Bipolar Disorder, a Serious Psychiatric Disorder, Often Misdiagnosed By Professionals and Unrecognized by Loved Ones

Bipolar disorder, also known as manic depressive disorder or manic depression, is a psychiatric disorder that causes extreme shifts in mood, energy, activity levels, and the ability to carry out everyday tasks. It is a serious mental illness requiring specialized treatment, but the problem is that bipolar disorder often gets misdiagnosed by professionals and is unrecognized by loved ones.

Bipolar disorder commonly co-occurs with other illnesses and addictions, making it hard to diagnose without a thorough diagnostic workup that includes looking at substance/drug abuse and use, and an evaluation for possible early life trauma – both of which can produce symptoms that look like bipolar disorder. Many times, residents come to Timberline Knolls with a diagnosis of bipolar disorder, but once evaluated are properly diagnosed with a drug abuse problem, which looks similar to bipolar disorder when an individual is going through stages of intoxication and withdrawal. Additionally, the diagnosis of bipolar disorder can be missed by professionals who think the patient is just suffering from substance abuse or dependence.

Not only do professionals miss the diagnosis, but loved ones and family members many times do not recognize the real problem – either because they do not know what bipolar disorder is, or because they are focused on something else, such as a co-occurring drug abuse problem.

Signs of bipolar disorder in its manic state include:

•extended periods of feeling overly happy or outgoing
•extremely irritable mood, agitation, or jumpiness
•being easily distracted
•little to no sleep for several days in a row without feeling tired
•having an unrealistic belief in one's abilities
•behaving impulsively
•suicide attempts

Signs of bipolar disorder in its depressive state include:

•isolation from friends and family
•loss of interest in activities once enjoyed
•feeling tired or slowed down
•having problems concentrating, remembering, and making decisions
•abuse of alcohol and drugs, especially cocaine
•dependence on sleeping pills

A correct diagnosis of bipolar disorder, and ensuring the appropriate treatment is offered, is critical for those who face and treat bipolar disorder and co-occurring disorders.
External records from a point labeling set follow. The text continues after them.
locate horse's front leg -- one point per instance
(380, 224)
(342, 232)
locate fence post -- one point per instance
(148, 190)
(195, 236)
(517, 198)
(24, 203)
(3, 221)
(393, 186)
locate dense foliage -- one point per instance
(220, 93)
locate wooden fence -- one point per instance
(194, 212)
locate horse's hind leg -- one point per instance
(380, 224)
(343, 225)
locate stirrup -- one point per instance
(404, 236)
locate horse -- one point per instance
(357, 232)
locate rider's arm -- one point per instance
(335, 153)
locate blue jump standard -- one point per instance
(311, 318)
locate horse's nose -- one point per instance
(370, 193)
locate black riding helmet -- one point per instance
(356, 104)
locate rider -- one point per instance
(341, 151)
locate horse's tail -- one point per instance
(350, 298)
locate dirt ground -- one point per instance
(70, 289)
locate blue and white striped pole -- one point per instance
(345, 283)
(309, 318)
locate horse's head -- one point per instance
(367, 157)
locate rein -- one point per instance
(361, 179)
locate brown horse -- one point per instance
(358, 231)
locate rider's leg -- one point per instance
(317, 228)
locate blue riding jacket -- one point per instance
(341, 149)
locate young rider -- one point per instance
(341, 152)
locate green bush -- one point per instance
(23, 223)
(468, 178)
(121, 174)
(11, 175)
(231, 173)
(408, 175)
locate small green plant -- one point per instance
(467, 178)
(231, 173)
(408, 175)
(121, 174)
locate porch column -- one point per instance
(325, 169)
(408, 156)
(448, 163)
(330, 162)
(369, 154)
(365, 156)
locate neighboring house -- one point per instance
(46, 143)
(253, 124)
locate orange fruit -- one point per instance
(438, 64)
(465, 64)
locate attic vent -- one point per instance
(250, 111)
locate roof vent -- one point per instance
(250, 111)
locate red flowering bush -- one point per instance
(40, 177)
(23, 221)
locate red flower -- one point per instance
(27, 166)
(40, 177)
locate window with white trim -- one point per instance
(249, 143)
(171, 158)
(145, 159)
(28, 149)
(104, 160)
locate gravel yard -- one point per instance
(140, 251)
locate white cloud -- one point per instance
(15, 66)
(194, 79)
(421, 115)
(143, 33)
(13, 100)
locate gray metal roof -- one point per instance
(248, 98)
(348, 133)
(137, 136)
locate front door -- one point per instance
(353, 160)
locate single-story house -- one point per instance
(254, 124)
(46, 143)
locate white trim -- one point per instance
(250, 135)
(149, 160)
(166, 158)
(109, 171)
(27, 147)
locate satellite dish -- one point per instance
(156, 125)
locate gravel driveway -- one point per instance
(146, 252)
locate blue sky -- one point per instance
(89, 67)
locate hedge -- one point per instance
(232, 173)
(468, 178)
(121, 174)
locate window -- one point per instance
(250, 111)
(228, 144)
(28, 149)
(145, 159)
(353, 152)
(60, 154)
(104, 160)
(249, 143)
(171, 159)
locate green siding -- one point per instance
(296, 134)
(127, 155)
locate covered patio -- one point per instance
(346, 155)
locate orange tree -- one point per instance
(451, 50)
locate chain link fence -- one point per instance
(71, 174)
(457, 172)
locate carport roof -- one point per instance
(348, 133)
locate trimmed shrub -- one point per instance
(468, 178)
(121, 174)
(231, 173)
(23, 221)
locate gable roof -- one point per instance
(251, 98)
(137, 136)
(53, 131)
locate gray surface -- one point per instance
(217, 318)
People with this illness can achieve long-term physical, emotional and spiritual recovery. Everyone needs to remember this is a disease, and the individual did not choose to have the disease. Sufferers can choose to get treatment and recover. Help is available and manageability is possible when someone is connected to the right support system and specialized treatment is sought.

Monday, May 2, 2011

Self Injury a Growing Problem among Adolescents

According to the Cornell Research Program on self injury, 12 to 24 percent of young people have self-injured. Self injury, such as cutting, scratching or burning, can be a way to release or relieve unmanageable feelings and express intense inner pain. It is a growing problem among young people that needs to be addressed. Parents are a first line of defense and a key part to seeking help and I understand that the first conversation between a parent and a child can be a difficult one.
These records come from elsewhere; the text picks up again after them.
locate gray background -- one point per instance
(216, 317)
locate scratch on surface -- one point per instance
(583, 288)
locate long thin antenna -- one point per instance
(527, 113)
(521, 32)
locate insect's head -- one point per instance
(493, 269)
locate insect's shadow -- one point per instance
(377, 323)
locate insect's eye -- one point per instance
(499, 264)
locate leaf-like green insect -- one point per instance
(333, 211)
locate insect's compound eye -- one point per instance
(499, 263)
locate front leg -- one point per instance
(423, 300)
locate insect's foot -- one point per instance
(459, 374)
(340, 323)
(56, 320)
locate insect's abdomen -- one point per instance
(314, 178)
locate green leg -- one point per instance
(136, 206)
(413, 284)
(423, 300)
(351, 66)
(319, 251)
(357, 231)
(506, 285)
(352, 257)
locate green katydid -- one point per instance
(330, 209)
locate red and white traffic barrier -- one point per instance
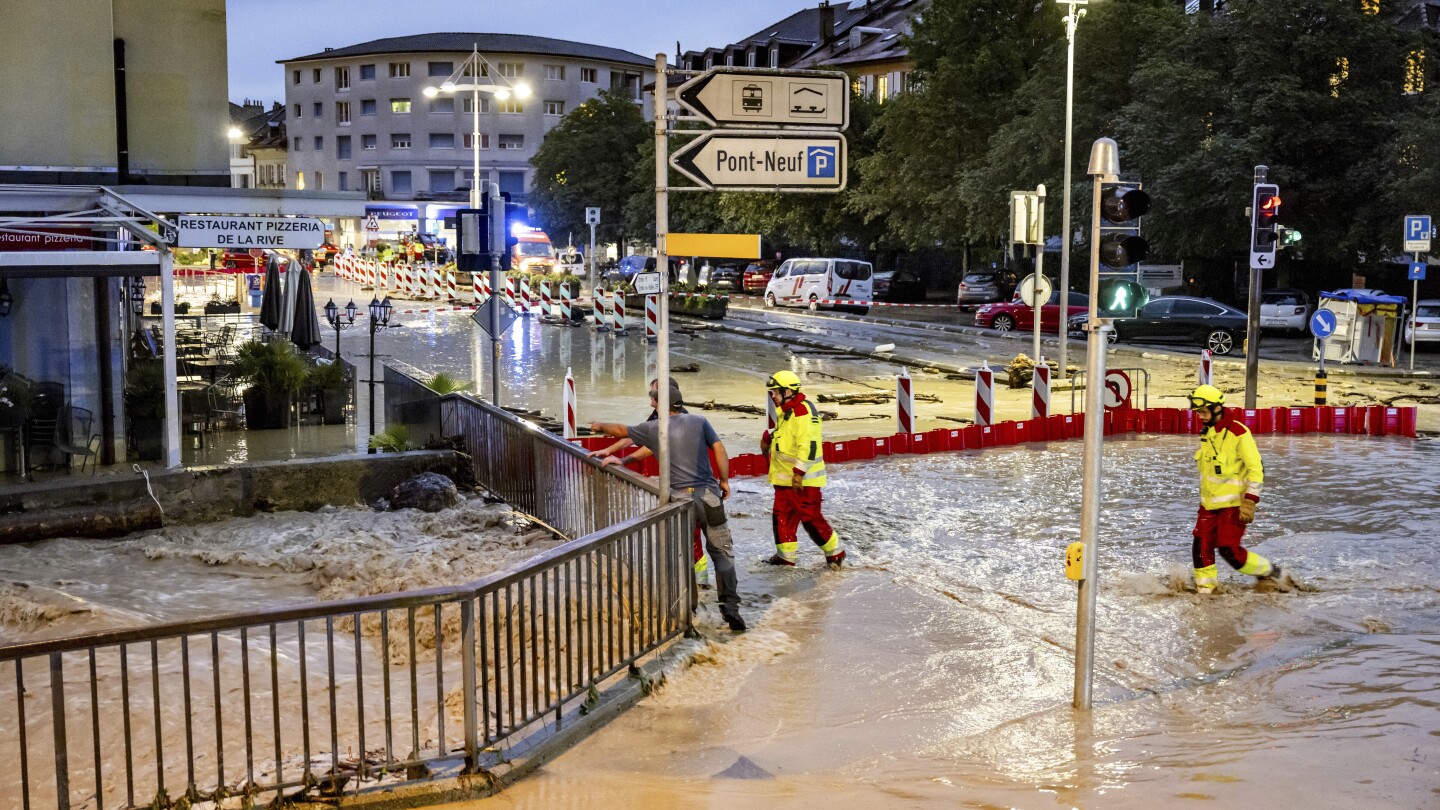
(618, 312)
(905, 402)
(1040, 382)
(984, 395)
(569, 407)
Using a ‘I see, I think, I feel’ formula is an effective way to approach a complex and delicate subject, and it allows parents to remain on their side of the street. This formula can be applied by saying to your child: “When I see cuts on your wrist, I think ‘this is a problem, my kid is cutting,' and I feel scared.” But I encourage parents to make their own observations and speak from the heart as this formula is just an outline for that conversation.

Having an open and honest dialogue is key when parents suspect there is a problem. Many times parents are worried their child will be mad or upset about being confronted, but this formula makes it more about a parent’s concerns, rather than adding to the guilt or shame the child likely already feels for his or her actions. Help is available and it works - at Timberline Knolls, we focus on healing from the inside out.

More often than not, self injury is associated with another co-occurring problem like depression, trauma, eating disorders or substance abuse. These young adults need attention - sometimes medical, sometimes emotional, sometimes spiritual. It’s important to not only recognize the signs of self injury, but as a parent, to know what steps to take to get proper care for your child. These are serious and deadly diseases, but there is hope and life long recovery is possible.

By fostering an environment of acceptance and understanding, facilities such as Timberline Knolls provide a safe space where those facing self-injury and co-occurring disorders can heal physically, emotionally and spiritually.